One way to insert this knowledge is to muck with the learning algorithm. That's too complicated for me: I want something simpler. So what I'll do is take my 100 zeros and 100 ones and so on and just manipulate them a bit. That is, I'll sample a random zero, and apply some small random transformations to it, and call it another labeled example, also a zero. Now I have 100,000 training points. I train my off the shelf classifier based on pixel level features and get 99% accuracy or more. The same trick works for other vision problem (eg., recognizing animals). (This process is so common that it's actually described in Chris Bishop's new-ish PRML book!)

This is what I mean by small changes (to the input) begetting good example. A slightly transformed zero is still a zero.
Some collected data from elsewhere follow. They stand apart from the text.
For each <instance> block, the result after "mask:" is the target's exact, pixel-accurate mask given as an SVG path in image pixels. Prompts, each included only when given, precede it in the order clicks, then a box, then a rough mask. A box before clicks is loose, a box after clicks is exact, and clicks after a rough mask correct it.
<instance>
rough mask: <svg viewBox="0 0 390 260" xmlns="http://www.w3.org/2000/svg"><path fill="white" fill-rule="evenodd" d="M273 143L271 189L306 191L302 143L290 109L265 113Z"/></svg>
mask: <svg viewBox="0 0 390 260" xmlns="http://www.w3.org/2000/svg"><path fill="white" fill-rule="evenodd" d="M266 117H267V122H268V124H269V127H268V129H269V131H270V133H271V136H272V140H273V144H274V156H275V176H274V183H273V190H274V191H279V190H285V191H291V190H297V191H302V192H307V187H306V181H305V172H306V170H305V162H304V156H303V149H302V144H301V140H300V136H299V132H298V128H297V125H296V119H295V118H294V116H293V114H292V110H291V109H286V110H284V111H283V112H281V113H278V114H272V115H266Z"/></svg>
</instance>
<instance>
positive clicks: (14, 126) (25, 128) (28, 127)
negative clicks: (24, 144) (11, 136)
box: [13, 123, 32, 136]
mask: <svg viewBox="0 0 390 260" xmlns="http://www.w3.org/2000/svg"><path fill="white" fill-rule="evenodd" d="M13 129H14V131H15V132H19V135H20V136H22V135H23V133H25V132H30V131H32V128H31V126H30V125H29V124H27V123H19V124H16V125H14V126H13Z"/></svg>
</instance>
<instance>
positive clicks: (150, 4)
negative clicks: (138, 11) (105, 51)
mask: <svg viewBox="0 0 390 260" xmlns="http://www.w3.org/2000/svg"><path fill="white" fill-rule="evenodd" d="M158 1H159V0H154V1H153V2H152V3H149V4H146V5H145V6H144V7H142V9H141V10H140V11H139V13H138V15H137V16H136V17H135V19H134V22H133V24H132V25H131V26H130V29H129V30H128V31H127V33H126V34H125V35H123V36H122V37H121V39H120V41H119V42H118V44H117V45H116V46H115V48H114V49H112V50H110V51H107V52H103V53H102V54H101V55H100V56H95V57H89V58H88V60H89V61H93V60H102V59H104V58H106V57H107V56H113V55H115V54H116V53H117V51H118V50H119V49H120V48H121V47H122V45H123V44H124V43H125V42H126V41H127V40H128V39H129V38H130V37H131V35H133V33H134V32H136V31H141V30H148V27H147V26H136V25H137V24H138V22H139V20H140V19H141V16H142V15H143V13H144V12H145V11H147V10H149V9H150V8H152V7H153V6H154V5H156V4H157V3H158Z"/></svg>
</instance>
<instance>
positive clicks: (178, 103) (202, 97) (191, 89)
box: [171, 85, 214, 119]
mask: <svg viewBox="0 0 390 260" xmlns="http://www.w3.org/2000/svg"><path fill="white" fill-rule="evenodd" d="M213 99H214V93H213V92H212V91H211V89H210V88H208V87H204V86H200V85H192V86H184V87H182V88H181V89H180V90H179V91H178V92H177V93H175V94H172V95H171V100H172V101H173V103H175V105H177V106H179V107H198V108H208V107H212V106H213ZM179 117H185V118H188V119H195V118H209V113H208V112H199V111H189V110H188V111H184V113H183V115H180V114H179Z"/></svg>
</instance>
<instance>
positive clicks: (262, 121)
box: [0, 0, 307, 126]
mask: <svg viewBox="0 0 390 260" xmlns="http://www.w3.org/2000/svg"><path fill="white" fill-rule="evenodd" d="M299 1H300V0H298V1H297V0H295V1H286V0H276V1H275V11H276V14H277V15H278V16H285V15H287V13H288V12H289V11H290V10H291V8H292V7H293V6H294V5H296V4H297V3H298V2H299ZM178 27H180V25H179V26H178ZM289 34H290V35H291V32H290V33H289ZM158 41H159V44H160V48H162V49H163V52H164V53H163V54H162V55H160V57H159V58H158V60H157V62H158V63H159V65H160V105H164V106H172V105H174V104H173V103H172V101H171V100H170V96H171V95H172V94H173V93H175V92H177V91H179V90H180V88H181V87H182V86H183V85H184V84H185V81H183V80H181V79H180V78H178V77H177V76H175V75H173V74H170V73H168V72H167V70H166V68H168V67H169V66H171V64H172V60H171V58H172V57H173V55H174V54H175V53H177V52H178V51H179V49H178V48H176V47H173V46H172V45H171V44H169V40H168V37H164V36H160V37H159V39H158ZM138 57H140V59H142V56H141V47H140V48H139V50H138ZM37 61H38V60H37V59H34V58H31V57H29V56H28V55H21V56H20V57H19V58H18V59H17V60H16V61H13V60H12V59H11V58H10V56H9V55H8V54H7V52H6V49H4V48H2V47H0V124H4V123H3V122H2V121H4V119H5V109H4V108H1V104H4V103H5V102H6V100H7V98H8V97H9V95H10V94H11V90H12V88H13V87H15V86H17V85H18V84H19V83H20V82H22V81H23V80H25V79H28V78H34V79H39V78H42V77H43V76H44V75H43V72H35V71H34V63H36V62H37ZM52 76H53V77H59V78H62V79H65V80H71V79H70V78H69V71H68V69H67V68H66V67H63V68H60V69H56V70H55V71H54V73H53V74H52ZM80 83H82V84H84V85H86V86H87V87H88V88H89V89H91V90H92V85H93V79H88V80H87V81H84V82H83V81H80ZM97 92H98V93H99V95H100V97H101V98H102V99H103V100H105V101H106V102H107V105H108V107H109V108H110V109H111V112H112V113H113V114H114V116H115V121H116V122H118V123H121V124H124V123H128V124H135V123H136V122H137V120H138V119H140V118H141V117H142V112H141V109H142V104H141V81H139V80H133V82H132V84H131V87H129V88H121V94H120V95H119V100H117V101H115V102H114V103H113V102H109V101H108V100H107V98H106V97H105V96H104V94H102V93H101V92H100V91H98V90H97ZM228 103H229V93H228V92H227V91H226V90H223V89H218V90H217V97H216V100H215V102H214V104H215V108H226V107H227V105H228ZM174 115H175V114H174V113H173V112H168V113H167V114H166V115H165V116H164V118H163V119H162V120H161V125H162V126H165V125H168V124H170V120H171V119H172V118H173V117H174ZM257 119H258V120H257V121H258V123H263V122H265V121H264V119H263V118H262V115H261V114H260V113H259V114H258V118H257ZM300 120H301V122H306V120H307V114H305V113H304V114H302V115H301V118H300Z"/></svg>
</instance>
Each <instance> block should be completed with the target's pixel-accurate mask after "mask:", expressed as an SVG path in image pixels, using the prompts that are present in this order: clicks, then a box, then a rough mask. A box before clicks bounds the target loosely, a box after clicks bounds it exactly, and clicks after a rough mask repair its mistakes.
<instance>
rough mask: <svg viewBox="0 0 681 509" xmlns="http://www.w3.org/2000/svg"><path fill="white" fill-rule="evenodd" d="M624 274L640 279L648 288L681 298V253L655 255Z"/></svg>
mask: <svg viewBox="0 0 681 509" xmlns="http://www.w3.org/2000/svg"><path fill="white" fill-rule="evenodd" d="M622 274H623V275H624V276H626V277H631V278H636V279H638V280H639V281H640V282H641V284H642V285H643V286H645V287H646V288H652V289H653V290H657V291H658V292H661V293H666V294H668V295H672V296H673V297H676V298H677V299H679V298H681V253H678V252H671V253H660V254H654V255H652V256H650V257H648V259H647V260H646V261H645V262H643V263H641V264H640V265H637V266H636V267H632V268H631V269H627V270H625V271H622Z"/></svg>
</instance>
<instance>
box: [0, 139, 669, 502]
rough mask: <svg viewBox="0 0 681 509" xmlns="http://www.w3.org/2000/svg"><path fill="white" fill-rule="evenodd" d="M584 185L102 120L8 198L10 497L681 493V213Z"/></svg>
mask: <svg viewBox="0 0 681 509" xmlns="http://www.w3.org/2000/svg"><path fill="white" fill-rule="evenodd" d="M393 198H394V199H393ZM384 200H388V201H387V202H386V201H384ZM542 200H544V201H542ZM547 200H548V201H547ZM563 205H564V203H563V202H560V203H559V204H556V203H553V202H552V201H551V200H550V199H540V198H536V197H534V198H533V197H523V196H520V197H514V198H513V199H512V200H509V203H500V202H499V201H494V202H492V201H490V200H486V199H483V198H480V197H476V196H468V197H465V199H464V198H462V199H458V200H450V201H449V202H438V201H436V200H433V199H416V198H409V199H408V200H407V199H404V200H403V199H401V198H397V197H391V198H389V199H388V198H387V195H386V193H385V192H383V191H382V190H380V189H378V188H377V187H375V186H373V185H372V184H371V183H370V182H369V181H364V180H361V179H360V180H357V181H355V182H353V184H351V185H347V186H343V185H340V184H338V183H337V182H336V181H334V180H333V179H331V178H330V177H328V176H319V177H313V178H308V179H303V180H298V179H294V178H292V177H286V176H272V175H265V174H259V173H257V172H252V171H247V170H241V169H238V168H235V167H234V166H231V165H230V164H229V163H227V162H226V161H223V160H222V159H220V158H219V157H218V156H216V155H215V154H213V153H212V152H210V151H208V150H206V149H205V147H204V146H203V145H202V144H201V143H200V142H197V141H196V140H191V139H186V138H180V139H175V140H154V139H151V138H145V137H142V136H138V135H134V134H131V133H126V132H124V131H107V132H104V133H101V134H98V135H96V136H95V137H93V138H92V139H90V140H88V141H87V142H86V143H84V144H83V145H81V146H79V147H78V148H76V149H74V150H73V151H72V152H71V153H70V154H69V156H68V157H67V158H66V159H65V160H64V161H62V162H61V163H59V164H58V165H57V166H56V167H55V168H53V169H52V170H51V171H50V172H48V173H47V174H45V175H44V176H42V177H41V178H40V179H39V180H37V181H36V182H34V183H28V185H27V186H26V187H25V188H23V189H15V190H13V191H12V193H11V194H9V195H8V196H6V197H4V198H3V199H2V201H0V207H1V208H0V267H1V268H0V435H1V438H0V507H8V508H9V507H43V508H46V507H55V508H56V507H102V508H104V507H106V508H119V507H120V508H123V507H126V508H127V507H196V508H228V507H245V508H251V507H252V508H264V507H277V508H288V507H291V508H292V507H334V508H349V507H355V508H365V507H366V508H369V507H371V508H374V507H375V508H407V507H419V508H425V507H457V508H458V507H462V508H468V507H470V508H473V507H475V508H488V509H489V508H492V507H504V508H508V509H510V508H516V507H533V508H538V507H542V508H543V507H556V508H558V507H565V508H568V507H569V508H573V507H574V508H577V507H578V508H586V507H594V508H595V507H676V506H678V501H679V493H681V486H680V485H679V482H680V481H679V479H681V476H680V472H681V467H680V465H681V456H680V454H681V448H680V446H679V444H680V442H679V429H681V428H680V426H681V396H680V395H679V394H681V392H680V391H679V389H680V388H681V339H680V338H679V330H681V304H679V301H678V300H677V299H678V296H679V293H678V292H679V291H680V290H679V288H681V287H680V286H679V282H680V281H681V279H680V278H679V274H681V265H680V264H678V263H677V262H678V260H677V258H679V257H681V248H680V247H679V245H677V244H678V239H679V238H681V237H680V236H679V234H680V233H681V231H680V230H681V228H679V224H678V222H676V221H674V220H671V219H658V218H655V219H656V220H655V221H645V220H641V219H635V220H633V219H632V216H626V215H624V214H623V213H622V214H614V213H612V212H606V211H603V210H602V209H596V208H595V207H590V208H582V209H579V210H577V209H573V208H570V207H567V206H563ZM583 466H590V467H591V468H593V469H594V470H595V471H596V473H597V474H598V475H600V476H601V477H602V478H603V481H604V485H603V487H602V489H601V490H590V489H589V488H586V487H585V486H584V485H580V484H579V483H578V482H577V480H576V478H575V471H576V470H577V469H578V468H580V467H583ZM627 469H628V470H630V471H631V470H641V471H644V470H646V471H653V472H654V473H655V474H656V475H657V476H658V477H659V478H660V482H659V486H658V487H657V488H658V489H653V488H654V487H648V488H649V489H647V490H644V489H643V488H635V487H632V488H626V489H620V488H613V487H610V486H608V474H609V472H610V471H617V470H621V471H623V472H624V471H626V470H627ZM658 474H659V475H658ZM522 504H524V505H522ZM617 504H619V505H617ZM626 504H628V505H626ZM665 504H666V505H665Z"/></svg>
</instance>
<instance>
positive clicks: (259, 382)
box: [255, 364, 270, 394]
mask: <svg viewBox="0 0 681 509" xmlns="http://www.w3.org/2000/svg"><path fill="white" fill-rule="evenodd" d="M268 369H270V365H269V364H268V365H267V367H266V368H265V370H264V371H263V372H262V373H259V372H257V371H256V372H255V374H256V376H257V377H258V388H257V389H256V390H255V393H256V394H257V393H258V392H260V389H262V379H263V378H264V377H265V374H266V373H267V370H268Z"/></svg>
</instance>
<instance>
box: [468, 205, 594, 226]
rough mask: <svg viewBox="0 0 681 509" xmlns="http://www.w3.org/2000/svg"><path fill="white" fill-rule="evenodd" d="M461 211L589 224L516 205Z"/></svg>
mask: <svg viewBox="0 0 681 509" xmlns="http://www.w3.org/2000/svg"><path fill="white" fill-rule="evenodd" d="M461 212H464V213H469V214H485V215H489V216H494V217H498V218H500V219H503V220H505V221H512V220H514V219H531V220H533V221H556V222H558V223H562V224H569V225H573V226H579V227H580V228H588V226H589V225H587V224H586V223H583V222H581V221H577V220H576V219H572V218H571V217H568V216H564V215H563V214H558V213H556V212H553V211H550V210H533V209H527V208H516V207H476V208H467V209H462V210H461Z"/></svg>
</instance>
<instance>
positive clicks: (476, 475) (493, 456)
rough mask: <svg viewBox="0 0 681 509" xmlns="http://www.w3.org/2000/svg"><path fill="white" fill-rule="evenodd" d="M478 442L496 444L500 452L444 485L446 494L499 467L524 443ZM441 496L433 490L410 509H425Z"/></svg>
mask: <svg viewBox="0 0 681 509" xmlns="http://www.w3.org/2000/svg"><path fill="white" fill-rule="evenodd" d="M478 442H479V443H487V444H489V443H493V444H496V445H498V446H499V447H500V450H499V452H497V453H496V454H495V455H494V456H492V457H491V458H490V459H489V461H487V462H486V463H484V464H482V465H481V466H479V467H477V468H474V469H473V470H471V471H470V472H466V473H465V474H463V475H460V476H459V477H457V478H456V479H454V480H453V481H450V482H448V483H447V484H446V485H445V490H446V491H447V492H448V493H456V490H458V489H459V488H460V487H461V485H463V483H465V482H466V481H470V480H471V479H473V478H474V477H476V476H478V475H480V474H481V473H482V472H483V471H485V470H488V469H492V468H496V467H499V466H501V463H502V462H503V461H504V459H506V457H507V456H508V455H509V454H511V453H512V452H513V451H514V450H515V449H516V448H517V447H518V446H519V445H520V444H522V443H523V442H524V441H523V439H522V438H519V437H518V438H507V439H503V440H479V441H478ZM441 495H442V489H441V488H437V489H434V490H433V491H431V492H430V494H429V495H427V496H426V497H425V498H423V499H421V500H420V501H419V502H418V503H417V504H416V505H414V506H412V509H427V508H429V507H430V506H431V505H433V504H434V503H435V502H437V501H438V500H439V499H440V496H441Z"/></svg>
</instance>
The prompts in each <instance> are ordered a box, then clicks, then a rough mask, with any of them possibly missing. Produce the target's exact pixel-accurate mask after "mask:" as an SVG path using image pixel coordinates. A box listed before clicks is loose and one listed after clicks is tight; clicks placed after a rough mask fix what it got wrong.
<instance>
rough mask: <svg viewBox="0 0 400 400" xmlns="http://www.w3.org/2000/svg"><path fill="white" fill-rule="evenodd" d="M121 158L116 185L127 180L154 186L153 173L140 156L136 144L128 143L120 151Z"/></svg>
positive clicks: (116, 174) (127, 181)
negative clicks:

Of course, you have to be careful. If you rotate a six by 180 degrees, you get a nine. If you rotate a cat by 180 degrees, you get an unhappy cat. More seriously, if you're brave, you might start looking at a class of transformations called diffeomorphisms, which are fairly popular around here. These are nice because of their nice mathematical properties, but un-nice because they can be slightly too flexible for certain problems.

Now, let's go over to NLP land. Do we ever futz with our inputs?

Sure!

In language modeling, we'll sometimes permute words or replace one word with another to get a negative example. Noah Smith futzed with his inputs in contrastive estimation to produce negative examples by swapping adjacent words, or deleting words.

In fact, try as I might, I cannot think of a single case in NLP where we make small changes to an input to get another good input: we always do it to get a bad input!

In a sense, this means that one thing that vision people have that we don't have is a notion of semantics preserving transformations. Sure, linguists (especially those from that C-guy) study transformations. And there's a vague sense that work in paraphrasing leads to transformations that maintain semantic equivalence. But the thing is that we really don't know any transformations that preserve semantics. Moreover, some transformations that seem benign (eg., passivization) actually are not: one of my favorite papers at NAACL this year by Greene and Resnik showed that syntactic structure affects sentiment (well, them, drawing on a lot of psycholinguistics work)!

I don't have a significant point to this story other than it's kind of weird. I mentioned this to some people at ICML and got a reaction that replacing words with synonyms should be fine. I remember doing this in high school, when word processors first started coming with thesauri packed in. The result seemed to be that if I actually knew the word I was plugging in, life was fine... but if not, it was usually a bad replacement. So this seems like something of a mixed bag: depending on how liberal you are with defining "synonym" you might be okay do this, but you might also not be.